Dr Vince Hughes runs the postgraduate programme at Portsmouth University's department of mechanical and manufacturing engineering. He says recruiting students on to engineering courses is getting more difficult, "although the job market for engineers is much better than people realise. Good people are in relatively short supply in engineering. As soon as someone you put in the category of good student - a reasonable postgraduate student or an undergraduate with a first or 2:1 - the job market is very good." One of his recent students started work on a salary of pounds 33,000.
He also thinks schools have a big influence on attitudes to engineering careers. "At times you hear of youngsters being told `you're too good to be an engineer'."
Professor William Powrie, head the department of civil and environmental engineering at Southampton University, says: "If you look at the first degree disciplines of FTSE-100 company directors, the most common discipline is engineering. As an engineer you can contribute to technological advances and so on, but equally it is very good training to go into many other different careers."
He says young people are sometimes deterred from engineering because "the profession doesn't always present itself in a very forward way". Moreover, unlike other professions, it doesn't make a clear distinction between the different levels at which people operate. "If you look at medicine, you have surgeons, doctors, nurses and hospital porters. With engineering you have a similar range of activity, and yet we all call ourselves engineers. So many people do not have a very clear idea in their minds of what engineers do.

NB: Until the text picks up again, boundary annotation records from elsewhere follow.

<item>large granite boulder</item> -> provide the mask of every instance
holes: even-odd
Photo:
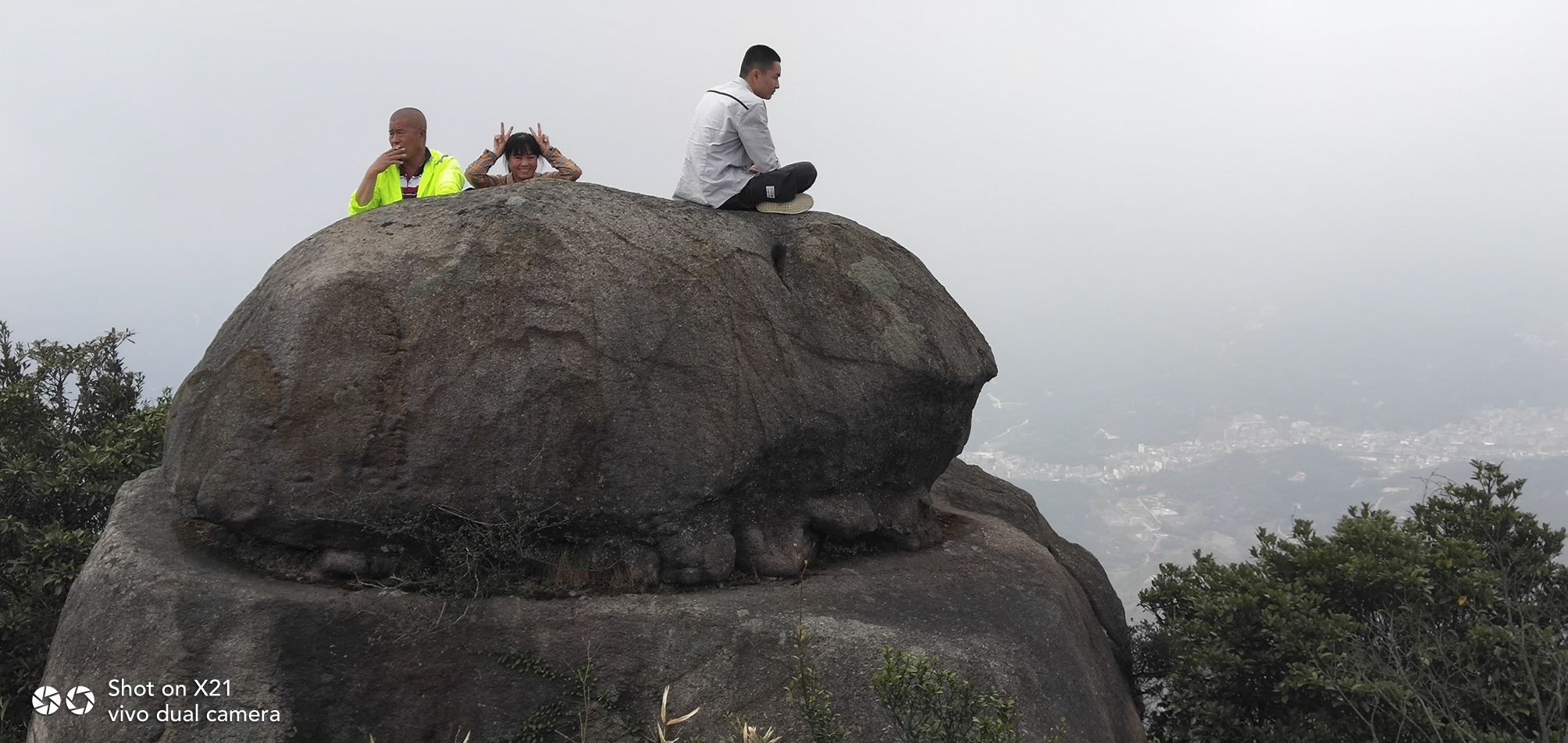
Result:
[[[541,182],[343,219],[289,251],[169,415],[201,519],[376,550],[408,513],[549,514],[666,582],[935,541],[931,481],[996,375],[909,251],[825,213]]]
[[[42,679],[97,707],[28,740],[528,740],[586,666],[590,740],[673,685],[682,738],[798,741],[804,629],[853,741],[895,740],[884,646],[1014,698],[1025,740],[1142,741],[1099,564],[952,459],[993,373],[919,260],[833,215],[528,183],[342,221],[176,395]],[[557,549],[527,591],[475,580]]]
[[[508,735],[547,705],[564,701],[575,715],[571,674],[590,658],[602,696],[590,740],[649,734],[671,685],[673,715],[702,707],[682,740],[728,740],[724,715],[735,713],[795,743],[809,740],[784,694],[798,627],[856,743],[900,740],[870,687],[884,646],[936,655],[1014,698],[1024,740],[1143,740],[1110,586],[1082,583],[1043,533],[1010,524],[1033,511],[1027,495],[963,464],[938,481],[944,503],[963,503],[936,505],[939,545],[812,566],[800,582],[557,600],[270,578],[235,566],[216,527],[163,475],[121,491],[42,679],[60,691],[85,685],[99,707],[34,715],[30,743],[452,743],[459,730],[474,743],[527,740]],[[558,679],[541,677],[544,666]],[[212,690],[213,679],[223,694],[198,696],[196,680]],[[111,680],[155,690],[108,698]],[[168,698],[163,683],[187,688]],[[110,719],[118,709],[149,719]],[[176,721],[158,721],[165,709]],[[558,721],[575,730],[575,718]]]

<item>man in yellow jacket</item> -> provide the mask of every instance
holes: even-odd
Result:
[[[387,124],[392,149],[370,163],[359,190],[348,199],[348,216],[394,201],[445,196],[463,190],[463,165],[425,146],[425,114],[419,108],[392,111]]]

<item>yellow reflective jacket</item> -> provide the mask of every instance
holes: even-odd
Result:
[[[430,160],[419,177],[419,198],[445,196],[463,190],[463,165],[441,150],[430,150]],[[348,216],[362,215],[376,207],[384,207],[394,201],[403,201],[403,169],[397,165],[376,176],[376,190],[370,194],[370,204],[361,205],[354,196],[348,194]]]

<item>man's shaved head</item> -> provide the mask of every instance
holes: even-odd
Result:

"You can go into engineering and you'll find your own level, from a fairly mundane job to the leader of some truly awesome project such as the Millennium Dome."
On the value of engineers to society, he cites the work undertaken in his own department. "The problems we are researching are essentially the major issues facing society - transport, waste, energy, water and the environment. Once you have an engineering degree you have a fantastic tool-kit and the ability to recognise, define, analyse and ultimately solve problems. It's not a soft option, but it provides you with highly transferable problem-solving skills."